Turmeric belongs to the ginger family.
The rootstalk of the plant, Curcuma longa, is the part used; this is dried and ground to a powder. It was used as a yellow dye centuries before Christ, and so the story goes, and still is so used today by women in the East.
Most people know turmeric only as an ingredient for coloring mustard pickles or prepared mustard, but it is a spice of great character and certainly deserves more usage. It is aromatic, with warm, rather musky overtones.

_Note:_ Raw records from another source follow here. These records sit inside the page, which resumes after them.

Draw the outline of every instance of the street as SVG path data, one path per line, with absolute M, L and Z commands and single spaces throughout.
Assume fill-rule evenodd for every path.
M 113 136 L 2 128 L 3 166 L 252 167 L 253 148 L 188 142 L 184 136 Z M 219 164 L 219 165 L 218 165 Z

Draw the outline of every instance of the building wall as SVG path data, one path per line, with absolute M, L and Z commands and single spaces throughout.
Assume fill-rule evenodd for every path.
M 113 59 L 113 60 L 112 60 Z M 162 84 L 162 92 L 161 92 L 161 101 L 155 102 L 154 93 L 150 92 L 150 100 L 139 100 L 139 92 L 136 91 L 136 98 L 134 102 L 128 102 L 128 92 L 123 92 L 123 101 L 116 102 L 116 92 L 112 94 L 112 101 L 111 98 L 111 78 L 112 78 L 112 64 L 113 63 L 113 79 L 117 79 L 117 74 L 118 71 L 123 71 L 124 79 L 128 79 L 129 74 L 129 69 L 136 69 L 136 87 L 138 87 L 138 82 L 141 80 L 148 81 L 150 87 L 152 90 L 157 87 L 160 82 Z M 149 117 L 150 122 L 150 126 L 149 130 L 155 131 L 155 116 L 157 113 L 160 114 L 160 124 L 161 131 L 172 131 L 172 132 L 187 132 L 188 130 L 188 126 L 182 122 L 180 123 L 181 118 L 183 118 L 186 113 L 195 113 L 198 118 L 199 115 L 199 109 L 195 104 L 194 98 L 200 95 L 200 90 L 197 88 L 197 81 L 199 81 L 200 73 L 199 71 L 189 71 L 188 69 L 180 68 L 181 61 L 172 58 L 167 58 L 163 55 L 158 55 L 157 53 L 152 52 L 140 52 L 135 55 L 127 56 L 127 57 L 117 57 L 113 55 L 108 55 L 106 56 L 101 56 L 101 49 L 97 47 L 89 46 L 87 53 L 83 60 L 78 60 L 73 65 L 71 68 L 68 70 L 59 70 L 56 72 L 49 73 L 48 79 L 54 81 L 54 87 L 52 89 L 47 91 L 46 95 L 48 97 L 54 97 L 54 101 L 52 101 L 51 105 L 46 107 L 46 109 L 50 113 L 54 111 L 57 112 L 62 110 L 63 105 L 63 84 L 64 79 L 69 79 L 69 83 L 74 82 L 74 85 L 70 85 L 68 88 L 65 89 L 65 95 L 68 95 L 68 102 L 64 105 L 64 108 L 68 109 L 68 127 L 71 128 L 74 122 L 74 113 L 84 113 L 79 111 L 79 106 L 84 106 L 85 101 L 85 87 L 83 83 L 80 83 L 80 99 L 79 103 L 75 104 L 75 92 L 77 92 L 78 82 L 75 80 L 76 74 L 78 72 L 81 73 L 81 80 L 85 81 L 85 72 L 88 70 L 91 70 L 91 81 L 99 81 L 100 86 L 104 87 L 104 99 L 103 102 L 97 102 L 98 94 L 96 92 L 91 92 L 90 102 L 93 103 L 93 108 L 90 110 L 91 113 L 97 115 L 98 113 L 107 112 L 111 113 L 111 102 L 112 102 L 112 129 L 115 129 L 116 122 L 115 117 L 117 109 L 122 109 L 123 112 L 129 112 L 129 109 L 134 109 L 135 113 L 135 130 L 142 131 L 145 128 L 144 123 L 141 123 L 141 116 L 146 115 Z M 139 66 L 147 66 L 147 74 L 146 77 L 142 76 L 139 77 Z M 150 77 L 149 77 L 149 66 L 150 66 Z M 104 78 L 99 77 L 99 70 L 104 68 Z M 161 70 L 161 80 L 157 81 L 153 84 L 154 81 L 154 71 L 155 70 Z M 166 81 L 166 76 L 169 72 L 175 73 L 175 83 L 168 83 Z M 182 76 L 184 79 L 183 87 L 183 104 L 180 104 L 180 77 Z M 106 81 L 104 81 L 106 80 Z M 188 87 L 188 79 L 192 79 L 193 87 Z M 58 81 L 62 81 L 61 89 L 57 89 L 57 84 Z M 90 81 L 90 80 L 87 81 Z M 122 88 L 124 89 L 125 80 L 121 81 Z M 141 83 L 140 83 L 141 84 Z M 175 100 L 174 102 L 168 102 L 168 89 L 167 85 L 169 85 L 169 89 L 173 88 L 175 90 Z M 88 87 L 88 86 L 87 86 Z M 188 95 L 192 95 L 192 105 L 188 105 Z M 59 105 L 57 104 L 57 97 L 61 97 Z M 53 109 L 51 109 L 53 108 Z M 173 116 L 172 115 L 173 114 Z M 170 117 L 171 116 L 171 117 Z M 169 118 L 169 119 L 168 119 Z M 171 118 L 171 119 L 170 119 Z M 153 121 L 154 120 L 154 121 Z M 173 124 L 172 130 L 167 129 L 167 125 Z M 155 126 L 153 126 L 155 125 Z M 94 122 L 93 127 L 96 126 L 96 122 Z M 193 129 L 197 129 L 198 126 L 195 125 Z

Turmeric is one of the basic ingredients of curry powder, and gives this its familiar color. The light-colored Madras turmeric, usually sold in a small airtight cans, is the best. This is one spice that does not appear whole in our markets. There is a great variation in color, depending upon the origin of the different kinds. Color alone is not a reliable guide to quality.
If you have a good Madras turmeric, combine it with ginger and cardamom in the quantity you prefer and you will have a quickly mixed curry powder. Often a pinch or two of turmeric is added to a dish merely to give it color.
An oven-fried cut-up chicken or a barbecued chicken, rolled in turmeric mixed with a little flour before cooking, will not only have a beautiful gold color when cooked but will also possess an added pleasant flavor.
Turmeric can always replace saffron in a recipe for the color, but the flavor will differ, of course.